If birth mother lacks insurance or medical aid, then adopting parents can be expected to pay pregnancy-related medical and hospital bills. When a birth mother has insurance, then adopting parents will pay whatever the plan does not cover. If a birth mother has private medical insurance, the adopting parents can pay her premiums for her. Even if the birth mother has state medical aid, the adopting parents may be able to pay a private obstetrician for her care so that she doesn't have to go to a clinic.
Recently the Academy of California Adoption Lawyers, of which I am a founder and director, issued guidelines for support. These guidelines have been adopted by many adoption judges throughout the state in considering the Accounting Report filed at the final adoption hearing.
In general, "confinement" means the last four months before the birth, and a recuperative period of six weeks following a vaginal delivery or eight weeks following a Caesarean section.
During this time a couple may properly pay food and incidentals of about $150 per week, plus actual rent and utility charges, transportation costs and maternity clothes.

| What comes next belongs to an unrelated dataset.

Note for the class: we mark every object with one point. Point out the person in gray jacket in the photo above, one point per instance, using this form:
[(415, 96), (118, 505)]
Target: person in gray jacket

It is not proper, customary, appropriate or legal to repay "lost wages", a full nine months of support, "compensation", purchase a car, pay tuition or give money to put a mother "back on her feet.”
Only maternity-connected and necessary expenses are permitted and every payment must be reported to the court.

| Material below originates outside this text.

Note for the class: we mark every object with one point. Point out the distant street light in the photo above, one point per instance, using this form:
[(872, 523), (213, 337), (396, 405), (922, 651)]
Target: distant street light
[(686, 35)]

Paying the Birth Mother's Bills
With few exceptions, all adoption expenses are paid through my trust account and not directly by the adopting parent.
There are problems where adopting parents write the checks themselves for birth mother support, medical items, rent, etc., instead of depositing the funds in the lawyer's trust account and allowing him (or her) to make the disbursements. Not only does the law require each disbursement to be accounted for in detail to the court, but the attorney is a critical buffer between adoptive and birth parents.
Once a birth mother becomes accustomed to asking a couple for money, it can become embarrassing and oppressive for everyone: worse, a couple can never say "no" to anything without fear that she will reject them and find someone else to adopt the baby.
Lawyers do not have that problem: if requests are excessive, improper or unwelcome, the attorney can reject them dispassionately and professionally without resentment or disappointment being aimed at the adopting couple. That's one important reason we have lawyers: they can say things to others - and ask personal questions - that might be offensive or embarrassing if said or asked by the clients personally.